First we load some data, generate variable labels, and prepare the data.

In [1]:
# Import necessary libraries
import numpy as np
import pandas as pd
import pyfixest as pf
import statsmodels.formula.api as smf
import maketables as mt

# Load sample dataset
df = pd.read_csv("data/salaries.csv")

# Set variable labels
# Define variable labels
labels = {
    "logwage": "ln(Wage)",
    "wage": "Wage",
    "age": "Age",
    "female": "Female",
    "tenure": "Years of Tenure",
    "occupation": "Occupation",
    "worker_type": "Worker Type",
    "education": "Education Level",
    "promoted": "Promotion"
}

# Set default labels 
mt.MTable.DEFAULT_LABELS = labels

# Generate a categorical variable for gender from the dummy variable
df["gender"] = df["female"].map({0: "Male", 1: "Female"})

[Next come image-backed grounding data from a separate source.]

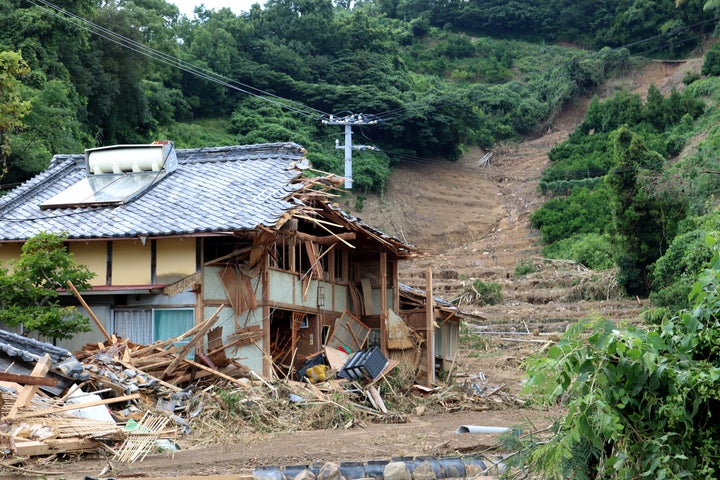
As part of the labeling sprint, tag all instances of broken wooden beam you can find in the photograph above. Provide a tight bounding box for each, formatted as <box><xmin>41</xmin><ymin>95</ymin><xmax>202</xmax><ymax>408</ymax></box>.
<box><xmin>161</xmin><ymin>304</ymin><xmax>225</xmax><ymax>379</ymax></box>
<box><xmin>67</xmin><ymin>280</ymin><xmax>112</xmax><ymax>341</ymax></box>
<box><xmin>0</xmin><ymin>372</ymin><xmax>57</xmax><ymax>387</ymax></box>
<box><xmin>11</xmin><ymin>438</ymin><xmax>102</xmax><ymax>457</ymax></box>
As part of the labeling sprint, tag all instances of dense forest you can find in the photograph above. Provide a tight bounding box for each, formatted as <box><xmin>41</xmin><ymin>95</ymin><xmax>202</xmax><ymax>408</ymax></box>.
<box><xmin>2</xmin><ymin>0</ymin><xmax>720</xmax><ymax>299</ymax></box>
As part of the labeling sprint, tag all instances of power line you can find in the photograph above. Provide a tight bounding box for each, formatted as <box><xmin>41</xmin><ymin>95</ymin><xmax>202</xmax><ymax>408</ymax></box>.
<box><xmin>25</xmin><ymin>0</ymin><xmax>331</xmax><ymax>120</ymax></box>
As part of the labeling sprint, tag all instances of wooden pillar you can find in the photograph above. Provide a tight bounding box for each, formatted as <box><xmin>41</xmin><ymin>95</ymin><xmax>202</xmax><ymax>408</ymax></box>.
<box><xmin>262</xmin><ymin>254</ymin><xmax>272</xmax><ymax>378</ymax></box>
<box><xmin>425</xmin><ymin>268</ymin><xmax>435</xmax><ymax>386</ymax></box>
<box><xmin>392</xmin><ymin>259</ymin><xmax>400</xmax><ymax>313</ymax></box>
<box><xmin>380</xmin><ymin>252</ymin><xmax>388</xmax><ymax>355</ymax></box>
<box><xmin>195</xmin><ymin>238</ymin><xmax>204</xmax><ymax>328</ymax></box>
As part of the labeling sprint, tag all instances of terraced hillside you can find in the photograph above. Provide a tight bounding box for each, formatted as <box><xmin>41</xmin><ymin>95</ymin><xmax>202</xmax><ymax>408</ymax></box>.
<box><xmin>351</xmin><ymin>59</ymin><xmax>700</xmax><ymax>332</ymax></box>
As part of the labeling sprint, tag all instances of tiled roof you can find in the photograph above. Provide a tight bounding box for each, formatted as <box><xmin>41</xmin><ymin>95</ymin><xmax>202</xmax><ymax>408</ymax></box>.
<box><xmin>0</xmin><ymin>328</ymin><xmax>84</xmax><ymax>395</ymax></box>
<box><xmin>0</xmin><ymin>328</ymin><xmax>73</xmax><ymax>364</ymax></box>
<box><xmin>0</xmin><ymin>143</ymin><xmax>308</xmax><ymax>240</ymax></box>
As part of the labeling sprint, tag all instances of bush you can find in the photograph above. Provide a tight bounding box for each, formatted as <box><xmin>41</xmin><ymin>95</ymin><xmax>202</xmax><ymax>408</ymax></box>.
<box><xmin>460</xmin><ymin>279</ymin><xmax>502</xmax><ymax>306</ymax></box>
<box><xmin>683</xmin><ymin>70</ymin><xmax>701</xmax><ymax>85</ymax></box>
<box><xmin>514</xmin><ymin>259</ymin><xmax>537</xmax><ymax>276</ymax></box>
<box><xmin>530</xmin><ymin>185</ymin><xmax>613</xmax><ymax>245</ymax></box>
<box><xmin>701</xmin><ymin>41</ymin><xmax>720</xmax><ymax>76</ymax></box>
<box><xmin>513</xmin><ymin>234</ymin><xmax>720</xmax><ymax>479</ymax></box>
<box><xmin>542</xmin><ymin>233</ymin><xmax>616</xmax><ymax>270</ymax></box>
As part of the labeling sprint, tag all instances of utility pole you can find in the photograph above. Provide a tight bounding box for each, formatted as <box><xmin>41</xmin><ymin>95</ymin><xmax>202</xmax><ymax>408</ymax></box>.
<box><xmin>322</xmin><ymin>113</ymin><xmax>378</xmax><ymax>189</ymax></box>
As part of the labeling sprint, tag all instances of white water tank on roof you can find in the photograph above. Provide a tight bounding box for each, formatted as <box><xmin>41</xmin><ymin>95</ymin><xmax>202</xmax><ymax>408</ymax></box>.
<box><xmin>86</xmin><ymin>142</ymin><xmax>177</xmax><ymax>174</ymax></box>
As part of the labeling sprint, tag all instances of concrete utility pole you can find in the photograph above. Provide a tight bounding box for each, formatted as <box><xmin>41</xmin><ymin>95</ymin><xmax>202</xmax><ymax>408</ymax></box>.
<box><xmin>322</xmin><ymin>113</ymin><xmax>378</xmax><ymax>189</ymax></box>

We generate a table with descriptive statistics using `DTable`:

In [2]:
# Descriptive statistics
tab1 =   mt.DTable(df, vars=["wage", "age", "tenure"],
                       bycol=["worker_type"], byrow="gender",
                       stats=["count", "mean", "std"],
                       caption="Descriptive statistics by worker type and gender",
                       format_spec = {'mean': ',.2f', 'std': '.2f',})



## Using the `update_docx` method

You can save the table to a word document with `tab1.save(type="docx", file_name="../docs/PaperTest1.docx")`, but the most convenient way to work with word documents is `update_docx`which:
- Checks whether the file with the passed name exists, and if not creates a new word document and adds the table.

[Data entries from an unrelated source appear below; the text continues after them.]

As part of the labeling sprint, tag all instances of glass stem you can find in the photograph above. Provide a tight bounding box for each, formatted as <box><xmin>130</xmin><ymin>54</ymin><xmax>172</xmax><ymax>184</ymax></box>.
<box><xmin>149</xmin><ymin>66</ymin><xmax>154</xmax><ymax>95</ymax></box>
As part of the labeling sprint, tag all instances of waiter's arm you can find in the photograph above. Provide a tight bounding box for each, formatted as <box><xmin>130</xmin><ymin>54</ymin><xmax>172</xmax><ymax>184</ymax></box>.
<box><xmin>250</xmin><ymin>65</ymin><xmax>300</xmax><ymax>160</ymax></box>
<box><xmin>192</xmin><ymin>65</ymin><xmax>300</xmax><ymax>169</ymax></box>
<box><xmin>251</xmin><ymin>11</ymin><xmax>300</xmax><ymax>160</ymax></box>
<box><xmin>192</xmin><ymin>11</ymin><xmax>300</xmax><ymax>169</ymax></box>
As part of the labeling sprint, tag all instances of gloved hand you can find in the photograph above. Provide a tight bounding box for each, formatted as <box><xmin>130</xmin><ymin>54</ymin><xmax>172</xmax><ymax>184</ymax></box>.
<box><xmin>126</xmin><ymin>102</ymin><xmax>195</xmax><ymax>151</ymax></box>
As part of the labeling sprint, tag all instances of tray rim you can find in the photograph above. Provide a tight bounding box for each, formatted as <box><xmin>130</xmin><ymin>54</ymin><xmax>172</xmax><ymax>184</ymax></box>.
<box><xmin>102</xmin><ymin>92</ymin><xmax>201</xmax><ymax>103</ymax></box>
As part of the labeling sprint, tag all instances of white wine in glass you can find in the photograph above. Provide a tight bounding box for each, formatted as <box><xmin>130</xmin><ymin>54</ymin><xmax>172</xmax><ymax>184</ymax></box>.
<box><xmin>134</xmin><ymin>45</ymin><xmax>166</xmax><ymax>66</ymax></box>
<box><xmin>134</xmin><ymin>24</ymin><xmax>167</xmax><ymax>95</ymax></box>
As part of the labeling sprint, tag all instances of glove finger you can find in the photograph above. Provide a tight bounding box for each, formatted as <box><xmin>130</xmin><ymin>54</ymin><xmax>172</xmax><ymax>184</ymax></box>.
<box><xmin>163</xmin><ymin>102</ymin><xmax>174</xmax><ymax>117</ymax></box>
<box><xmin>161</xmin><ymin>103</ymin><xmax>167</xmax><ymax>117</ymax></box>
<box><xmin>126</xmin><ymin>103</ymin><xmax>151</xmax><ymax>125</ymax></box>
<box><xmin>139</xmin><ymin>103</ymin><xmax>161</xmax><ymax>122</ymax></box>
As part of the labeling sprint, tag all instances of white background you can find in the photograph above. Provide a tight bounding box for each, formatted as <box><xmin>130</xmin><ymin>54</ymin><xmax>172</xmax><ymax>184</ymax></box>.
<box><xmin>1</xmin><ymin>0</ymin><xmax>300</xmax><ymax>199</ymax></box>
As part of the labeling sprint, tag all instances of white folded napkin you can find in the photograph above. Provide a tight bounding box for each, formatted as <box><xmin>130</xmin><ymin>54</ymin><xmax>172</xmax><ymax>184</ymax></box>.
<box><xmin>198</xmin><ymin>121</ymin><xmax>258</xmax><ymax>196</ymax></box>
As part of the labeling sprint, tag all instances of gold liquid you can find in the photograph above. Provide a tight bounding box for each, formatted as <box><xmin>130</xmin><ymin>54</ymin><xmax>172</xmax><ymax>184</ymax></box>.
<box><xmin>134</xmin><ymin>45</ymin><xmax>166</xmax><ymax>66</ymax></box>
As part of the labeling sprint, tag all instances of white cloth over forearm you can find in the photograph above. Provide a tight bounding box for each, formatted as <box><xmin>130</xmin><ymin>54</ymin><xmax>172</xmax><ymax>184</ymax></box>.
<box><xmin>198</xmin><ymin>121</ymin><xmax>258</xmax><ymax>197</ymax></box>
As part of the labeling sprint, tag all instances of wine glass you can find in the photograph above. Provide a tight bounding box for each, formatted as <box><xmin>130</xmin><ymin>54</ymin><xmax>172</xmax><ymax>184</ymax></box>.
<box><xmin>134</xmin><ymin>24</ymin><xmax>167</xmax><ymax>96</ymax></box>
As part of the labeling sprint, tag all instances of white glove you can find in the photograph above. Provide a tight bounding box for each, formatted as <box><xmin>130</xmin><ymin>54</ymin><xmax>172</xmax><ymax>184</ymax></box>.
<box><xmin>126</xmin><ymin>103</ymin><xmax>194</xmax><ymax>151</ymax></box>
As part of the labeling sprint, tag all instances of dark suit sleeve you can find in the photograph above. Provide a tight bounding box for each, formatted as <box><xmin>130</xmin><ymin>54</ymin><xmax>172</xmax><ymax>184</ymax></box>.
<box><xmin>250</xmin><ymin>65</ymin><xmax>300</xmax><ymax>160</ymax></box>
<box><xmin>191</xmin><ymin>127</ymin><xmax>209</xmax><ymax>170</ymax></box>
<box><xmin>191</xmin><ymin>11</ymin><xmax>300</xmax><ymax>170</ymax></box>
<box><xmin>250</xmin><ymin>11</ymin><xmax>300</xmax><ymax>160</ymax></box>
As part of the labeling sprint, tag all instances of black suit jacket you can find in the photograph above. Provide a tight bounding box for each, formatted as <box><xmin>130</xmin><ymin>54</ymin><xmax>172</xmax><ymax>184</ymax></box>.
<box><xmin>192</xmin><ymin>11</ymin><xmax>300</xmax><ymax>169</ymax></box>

- If the file exists,  updates the respective table at the position specified with `tab_num`. That is `tab_num=3` replaces the third table in the existing document with the table. When there is not yet a third table, the table is just appended at the end of the docment. 

- Each time you run the code the table is updated without changing other content of the word document. So you can write our paper or thesis and again run the code which does not affect your text, but updates the table.

- Note: With `show=True` you can also display the table on the screen at the same time as updating the document for instance when you want to inspect it in a jupyter notebook or qmd file. 

In [3]:
# Fill/update the first table in the document to display the descriptive statistics:
tab1.update_docx(file_name="docs/WordOutput.docx", tab_num=1, show=False)

Now we can add for instance a regression table using PyFixest:

In [4]:
# Here we use (py)fixest's stepwise notation to estimate several regressions in one go
# And directly generate a regression table with the results
tab2=mt.ETable(pf.feols("logwage+wage~ age + female + sw0(age:female)", data=df),
                caption="Wage regressions")

# Fill/update the second table in the document
tab2.update_docx(file_name="docs/WordOutput.docx", tab_num=2, show=False)

And add a further table where we now estimate a probit using Statsmodels.

In [5]:

# Fit your models 
est1 = smf.ols("promoted ~ tenure + female + worker_type", data=df).fit()
est2 = smf.probit("promoted ~ tenure + female + worker_type", data=df).fit(disp=0)

# Make the table
tab3= mt.ETable([est1, est2],
                keep=["tenure", "female", "worker_type"],
                model_stats=["N","r2","pseudo_r2"],
                model_heads=["OLS","Probit"],
                caption="Prediting Promotions")

# Fill/update the third table in the document
tab3.update_docx(file_name="docs/WordOutput.docx", tab_num=3, show=False)

Note that the code also automatically sets word Labels to the tables that allow standard word [cross references](https://support.microsoft.com/en-us/office/create-a-cross-reference-300b208c-e45a-487a-880b-a02767d9774b). When you open the created document in word, just mark the whole text (with Ctrl + A) and press F9 and the table numbers are updated and you can add cross references.